My own personal experience
As I mentioned before, I'm using it for this blog to process the markdown files and generate what you are reading. The following is the full pipeline.
import { unified } from "unified";
import remarkParse from "remark-parse";
import rehypeInferReadingTimeMeta from "rehype-infer-reading-time-meta";
import remarkGfm from "remark-gfm";
import remarkRehype from "remark-rehype";
import rehypeRaw from "rehype-raw";
import rehypeInferDescriptionMeta from "rehype-infer-description-meta";
import prism from "remark-prism";
import rehypeStringify from "rehype-stringify";
import transformImgSrc from "./remark-transformImgSrc";
export default async function markdownToHtml(slug: string, markdown: string) {
const result = await unified()
.use(remarkParse)
.use(remarkGfm)
.use(transformImgSrc, { slug })
.use(prism)
.use(remarkRehype, { allowDangerousHtml: true })
.use(rehypeRaw)
.use(rehypeInferReadingTimeMeta)
.use(rehypeInferDescriptionMeta)
.use(rehypeStringify)
.process(markdown);
return { content: result.toString(), meta: result.data.meta } as {
content: string;
meta: Metadata;
};
}
Note that I'm using a lot of transformations, even some custom ones (i.e., transformImgSrc
which replace all the images urls paths to move them inside next.js' public folder). You can see the transformImgSrc
code below. I'm using the visit
function to simplify the navigation in the AST and just finding all the childs of type image and then replacing the image path.

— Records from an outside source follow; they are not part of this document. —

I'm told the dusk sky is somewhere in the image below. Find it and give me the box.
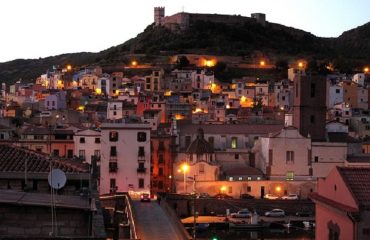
[0,0,370,62]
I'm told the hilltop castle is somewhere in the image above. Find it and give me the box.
[154,7,266,30]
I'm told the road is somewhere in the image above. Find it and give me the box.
[133,201,183,240]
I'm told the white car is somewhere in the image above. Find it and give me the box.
[265,193,279,200]
[265,208,285,217]
[281,194,298,200]
[230,209,252,218]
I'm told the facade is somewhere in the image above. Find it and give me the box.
[150,131,175,194]
[100,119,151,196]
[311,167,370,240]
[293,75,326,141]
[73,129,101,164]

import { visit } from "unist-util-visit";
const imgDirInsidePublic = "assets";
export default function transformImgSrc({ slug }) {
return (tree, _file) => {
visit(tree, "paragraph", (node) => {
const image = node.children.find((child) => child.type === "image");
if (image) {
const fileName = image.url.replace("./", "");
image.url = `/${imgDirInsidePublic}/${slug}/${fileName}`;
}
});
};
}
Another interesting transformation are the support of GitHub markdown by using remark-gfm
and the reading time calculation with rehype-infer-reading-time-meta
. As mentioned before and as you can see, I'm also adding code snippets with remark-prism
. So a lot of power with a few dependencies and chained calls.
Conclusion
The benefits of using Unified.js are many, but some of the most notable include:
-
Flexibility: Unified.js is incredibly flexible and can be used with a wide range of data formats, including markdown, HTML, and even plain text. This makes it a versatile tool for a variety of applications.
-
Ease of Use: Despite its power, Unified.js is surprisingly easy to use. Its API is intuitive and straightforward, making it accessible to developers of all skill levels.
-
High-Performance: Unified.js is built to handle large amounts of data, and its performance is unparalleled. It can handle even the largest of datasets with ease, making it ideal for use in high-traffic applications.
-
Extensibility: Unified.js is highly extensible, and its modular design makes it easy to add custom functionality. Whether you need to add support for a new data format or create a custom transformation, Unified.js has you covered.
Unified.js is a powerful and flexible library that makes it possible to work with natural language data in a standardized format. With its ease of use, high performance, and extensibility, it's no wonder that Unified.js has become a popular choice among developers. So why not give it a try? You might just be surprised at what you can build!